= Illinois Court of Claims =

Quasi-judicial court in the US state of Illinois

The Illinois Court of Claims is a quasi-judicial entity in the State of Illinois.

==Powers==
The Illinois Court of Claims has exclusive jurisdiction to hear all claims regarding any contract with the State of Illinois; torts committed by agents of the state; time unjustly served by innocent persons in Illinois prisons; torts committed by escaped inmates of state-controlled institutions; and lapsed appropriations claims. The Court of Claims administers assistance programs to compensate families of law enforcement officers, firefighters and military personnel killed in the line of duty. The court also vouchers awards to in nocent victims of violent crimes as authorized by the Crime Victims’ Compensation Act.

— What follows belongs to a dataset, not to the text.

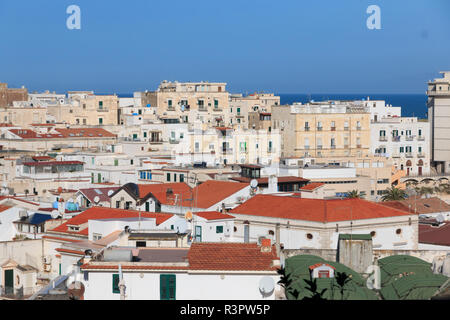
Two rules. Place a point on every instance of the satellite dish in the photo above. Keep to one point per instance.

Mark Wojcik, a professor at University of Illinois Chicago School of Law, considers the Court more accurately a part of the legislative branch than the judicial branch.

==Structure==
There are seven judges on the court of claims who are assisted by sixteen commissioners. The Illinois Secretary of State serves as the ex-officio Clerk of the Court of Claims. Judges on the Court of Claims are appointed by the Governor of Illinois and confirmed by the Illinois Senate. In 1987, state legislation increased the number of judges on the Illinois Court of Claims from five judges to seven judges.

==Incumbent judges==
As of the publication of the 2021-2022 edition of the Illinois Blue Book, the below seven are:
- Peter J. Birnbaum, Chief Justice (appointed 2004)
- Mary Patricia Burns (appointed 2009)
- Joseph Gagliardo (appointed 2017)
- Michael McGlynn (appointed 2015)
- Robert J. Sprague (appointed 2019)
- Nancy Zettler (appointed 2019)

Past notable judges include Kirk Dillard, Roger Sommer, and Anne M. Burke.